How to identify dog body language is a very important skill to develop. To be an advocate for both your child and your dog and to be sure there isn’t miscommunication, learn how to identify both signals when dogs are happy and enjoying interaction as well as when you need to step in to intervene.
Relaxed loose body language – Overall the dog seems to be enjoying interacting with children and looks relaxed and happy. If lying down, he may have his head over his paw or paws crossed. The whole body may be wiggling with the tail. He may also be sitting in a relaxed manner with a happy expression on his face.
Mouth may be open and you can see their tongue and it can look like they are smiling, (not hanging way out as though they are hot, tired or stressed)
Eyes look soft, happy, relaxed, and peaceful or squinty
Ears are relaxed – not tightly pinned down or very erect and rigid. They may be turned to the side, lowered but relaxed.
Tail may be wagging softly – Also look at the base of the tail. It most likely will be level with the back or hanging in a relaxed way, but if it is wagging it will be wagging loosely and in a relaxed manner. A note about wagging -as I’ve mentioned in my “Stop, Look and Paws” learning activity – a wagging tail itself is not always a sign that a dog is happy. It can mean they are excited and want to interact, but the interaction may not always be positive. You need to look at the whole body for overall relaxed body language
Dogs are strongly influenced by the emotion or activity level in a room. Generally, most children have a higher level of energy than adults when it comes to daily life and often the result of this high-level activity can be a child running from room to room or place to place.
This high level of movement is very attractive for dogs, especially young dogs! It will be no surprise to you that for a dog, chasing things that moving is a natural instinct.
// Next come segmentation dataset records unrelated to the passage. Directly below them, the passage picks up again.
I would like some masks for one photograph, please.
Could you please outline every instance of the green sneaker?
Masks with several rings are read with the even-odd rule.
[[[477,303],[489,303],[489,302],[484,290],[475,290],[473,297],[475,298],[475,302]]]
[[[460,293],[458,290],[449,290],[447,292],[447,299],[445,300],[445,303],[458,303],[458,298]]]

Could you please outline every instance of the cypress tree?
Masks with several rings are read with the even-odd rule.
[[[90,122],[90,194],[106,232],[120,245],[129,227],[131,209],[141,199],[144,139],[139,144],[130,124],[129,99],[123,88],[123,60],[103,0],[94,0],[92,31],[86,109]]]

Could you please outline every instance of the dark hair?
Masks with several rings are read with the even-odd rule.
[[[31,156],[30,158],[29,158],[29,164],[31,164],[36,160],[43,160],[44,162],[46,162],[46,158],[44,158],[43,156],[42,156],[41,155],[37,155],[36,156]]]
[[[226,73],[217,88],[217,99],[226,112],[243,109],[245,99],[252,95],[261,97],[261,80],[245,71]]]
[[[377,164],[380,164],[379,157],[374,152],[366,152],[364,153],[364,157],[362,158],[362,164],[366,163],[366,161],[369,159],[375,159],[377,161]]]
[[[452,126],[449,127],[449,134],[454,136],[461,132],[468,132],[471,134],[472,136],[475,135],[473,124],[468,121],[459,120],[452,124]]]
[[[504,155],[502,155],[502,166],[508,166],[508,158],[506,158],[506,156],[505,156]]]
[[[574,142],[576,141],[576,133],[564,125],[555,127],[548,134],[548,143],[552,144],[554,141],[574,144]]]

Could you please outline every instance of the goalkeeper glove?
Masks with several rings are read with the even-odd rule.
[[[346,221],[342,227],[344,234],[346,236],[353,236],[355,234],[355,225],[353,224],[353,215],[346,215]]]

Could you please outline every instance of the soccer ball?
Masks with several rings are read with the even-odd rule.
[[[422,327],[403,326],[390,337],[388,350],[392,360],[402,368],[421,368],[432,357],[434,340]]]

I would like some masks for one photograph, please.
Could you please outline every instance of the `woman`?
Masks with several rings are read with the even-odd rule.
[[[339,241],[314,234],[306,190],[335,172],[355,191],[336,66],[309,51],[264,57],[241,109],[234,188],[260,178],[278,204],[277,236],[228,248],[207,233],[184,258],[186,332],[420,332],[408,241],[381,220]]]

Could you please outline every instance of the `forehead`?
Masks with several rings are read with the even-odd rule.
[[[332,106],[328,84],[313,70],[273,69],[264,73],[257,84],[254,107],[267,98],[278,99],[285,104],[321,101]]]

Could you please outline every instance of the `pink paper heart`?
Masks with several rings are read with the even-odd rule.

In my experience it is almost impossible to get children not to move quickly or run from room to room or place to place. However, we can teach them to be aware of the dogs approach and give them an alternative behavior to avoid the final interaction of jumping from the dog.
The game is quite simple and won’t take very long to learn the rules and play a couple of practice rounds. Before you know it, your child will be automatically doing this as they go from room to room.
Prior to starting the game your child will need to learn their “Red light” part.
Start by practicing 3 things that will be a part of “Red Light”:
1. Stop feet from moving. Standing with feet together will work the best. 2. Fold arms across chest with hands tucked. 3. Turn head and gaze away from the dog.
When starting this game it may seem a little counterintuitive as we are going to actually engage the dog to chase by having the child start running and moving. The only way to practice stopping the dog’s jumping and nipping behavior and empowering your child is to set the dog up to do the behavior that we want to control.
To start the “Green Light” part of the game:
The child can do any movements with their arms. They can jump up and down as they move – anything that seems to get the dog’s attention to move towards the child.
The only exception, and a very important rule, DO NOT call the dog’s name, because you always want the dog to come when called and when they reach you it should always be a positive result not ignoring them as in this game.
“Red Light “ part of the game:
The child has to watch the dog or be aware of the dog’s approach and as soon as they see their dog getting close, a foot or so away, the child needs to immediately stop moving feet, tuck arms and look away.
The goal is for the child to stop before the dog makes any physical contact!! I can’t stress this part enough.
The child can start moving again once the dog starts to move away which can happen within a few seconds. Then they can start the “green light” part again!
95% of the time this works! Parents are usually amazed and children tend to think this is some type of magic! So what about the 5%? Occasionally, even if the child does everything correctly, the dog may still jump on the child.
In this particular case the adult needs to be the “referee”.
Initially when you first play, you need to supervise and if you find that your dog still jumps, even though your child does everything correctly, you will play referee. As referee you will use something that makes an abrupt sound to interrupt the jumping behavior and momentarily startle the dog out of what they are doing to give you an opportunity to redirect the dog. There are multiple things that make abrupt sounds, penny cans,
Doggie Don’t, small bullhorn, heck, you could even use a wooden spoon on the bottom of a pot!
The best way to use a tool that makes a sound is to link it to your voice with a verbal correction. Even shouting the word “Hey!” or “eh, eh!” will do the trick.
That said, it is much more common for the dog to continue jumping because the child did not stop their movement in advance of the dog reaching them.
One final word. Since this is a variation on “Red Light, Green Light” children may expect the words to be verbally called out. You or they can actually do this as well, but it is not necessary to play the game, however, it may still be fun to do!